Den Winter überleben
Zu dunkel, zu warm, zu trockene Luft – die Bedingungen für Gewächse sind gerade denkbar schlecht. Man kann ihnen aber helfen.
Der Winter ist eine schwere Zeit für unsere Zimmerpflanzen. Zwar stehen sie geschützt im Warmen – genau das aber kann zum Problem werden. Denn im Winterhalbjahr bekommen die Pflanzen widersprüchliche Signale, die sie aus dem Rhythmus bringen und ihre Gesundheit erheblich beeinträchtigen können. Grundsätzlich gilt: „Der Standort einer Zimmerpflanze definiert sich aus der Raumtemperatur und der Lichtsituation“, sagt Olaf Beier, Gärtnermeister aus Siek und Vorstandsmitglied im Bundesverband der Einzelhandelsgärtner (BVE). Nur passen diese beiden Faktoren im Winter oft nicht mehr zusammen: Das Zimmer, in dem sich ja meist auch Menschen aufhalten wollen, wird hochgeheizt – die Lichtmenge aber nicht angepasst. Die Pflanze bekommt also durch die Temperatur den Impuls, weiterhin zu wachsen. Dazu fehlt ihr aber die Energie: Die müsste sie mithilfe der Photosynthese herstellen – wozu sie Licht benötigt. Und genau daran mangelt es in unseren Breitengraden im Winter. Das sind die Zimmerpflanzen, die sehr oft aus den Tropen oder Subtropen stammen, nicht gewöhnt.
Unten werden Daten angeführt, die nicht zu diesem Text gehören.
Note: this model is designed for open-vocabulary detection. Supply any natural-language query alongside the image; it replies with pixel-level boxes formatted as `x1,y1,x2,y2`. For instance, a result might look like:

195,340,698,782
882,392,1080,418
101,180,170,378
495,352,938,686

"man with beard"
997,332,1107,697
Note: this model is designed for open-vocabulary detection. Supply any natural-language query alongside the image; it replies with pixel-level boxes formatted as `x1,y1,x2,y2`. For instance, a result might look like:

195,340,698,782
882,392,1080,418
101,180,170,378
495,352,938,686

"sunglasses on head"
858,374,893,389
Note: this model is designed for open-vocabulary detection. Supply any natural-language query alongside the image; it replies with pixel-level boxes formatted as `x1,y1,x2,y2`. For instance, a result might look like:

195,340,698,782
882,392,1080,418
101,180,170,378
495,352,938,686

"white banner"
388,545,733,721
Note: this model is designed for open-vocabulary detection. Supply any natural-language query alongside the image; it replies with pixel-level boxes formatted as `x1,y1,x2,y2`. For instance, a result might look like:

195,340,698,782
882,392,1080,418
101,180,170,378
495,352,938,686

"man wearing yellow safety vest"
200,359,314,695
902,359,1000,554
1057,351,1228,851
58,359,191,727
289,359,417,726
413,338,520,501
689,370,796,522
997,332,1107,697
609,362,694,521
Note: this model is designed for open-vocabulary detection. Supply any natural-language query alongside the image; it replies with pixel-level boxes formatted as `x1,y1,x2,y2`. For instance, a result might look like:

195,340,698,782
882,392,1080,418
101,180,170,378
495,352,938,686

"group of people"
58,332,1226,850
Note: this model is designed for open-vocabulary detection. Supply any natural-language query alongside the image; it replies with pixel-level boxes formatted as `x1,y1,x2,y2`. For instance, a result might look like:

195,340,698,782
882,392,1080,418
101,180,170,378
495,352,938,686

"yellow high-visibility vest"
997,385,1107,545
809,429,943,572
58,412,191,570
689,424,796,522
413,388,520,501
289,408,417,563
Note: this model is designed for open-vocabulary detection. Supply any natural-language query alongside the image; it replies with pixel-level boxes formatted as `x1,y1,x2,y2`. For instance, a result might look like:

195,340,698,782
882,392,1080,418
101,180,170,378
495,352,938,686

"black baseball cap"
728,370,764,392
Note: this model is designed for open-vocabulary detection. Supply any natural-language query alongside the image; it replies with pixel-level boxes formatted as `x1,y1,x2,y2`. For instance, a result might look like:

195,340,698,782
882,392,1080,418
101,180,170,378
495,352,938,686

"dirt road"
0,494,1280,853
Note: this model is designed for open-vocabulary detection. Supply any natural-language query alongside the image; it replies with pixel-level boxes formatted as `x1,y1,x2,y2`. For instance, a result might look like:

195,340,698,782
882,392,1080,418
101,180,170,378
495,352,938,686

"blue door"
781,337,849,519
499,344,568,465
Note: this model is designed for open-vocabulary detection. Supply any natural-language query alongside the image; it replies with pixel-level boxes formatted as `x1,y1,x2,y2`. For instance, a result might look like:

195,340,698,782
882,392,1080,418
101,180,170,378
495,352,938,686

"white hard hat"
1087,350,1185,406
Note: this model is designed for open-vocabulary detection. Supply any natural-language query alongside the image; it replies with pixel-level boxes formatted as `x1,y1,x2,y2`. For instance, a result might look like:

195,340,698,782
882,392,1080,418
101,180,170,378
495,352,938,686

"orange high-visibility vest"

Mit Dünger künstlich nachzuhelfen, ist keine gute Idee. Dieser enthält zwar Mineralstoffe, kann aber die Photosynthese nicht ersetzen – mit ihrer Hilfe bildet die Pflanze lebenswichtige Zuckermoleküle. Wird die Pflnze gedüngt, bekommt sie Wachstumsimpulse, die sie durch den fehlenden Zucker jedoch nicht umsetzen kann. Daher ist im Winter für die meisten Arten Düngepause angesagt – Ausnahme sind solche, die gerade blühen.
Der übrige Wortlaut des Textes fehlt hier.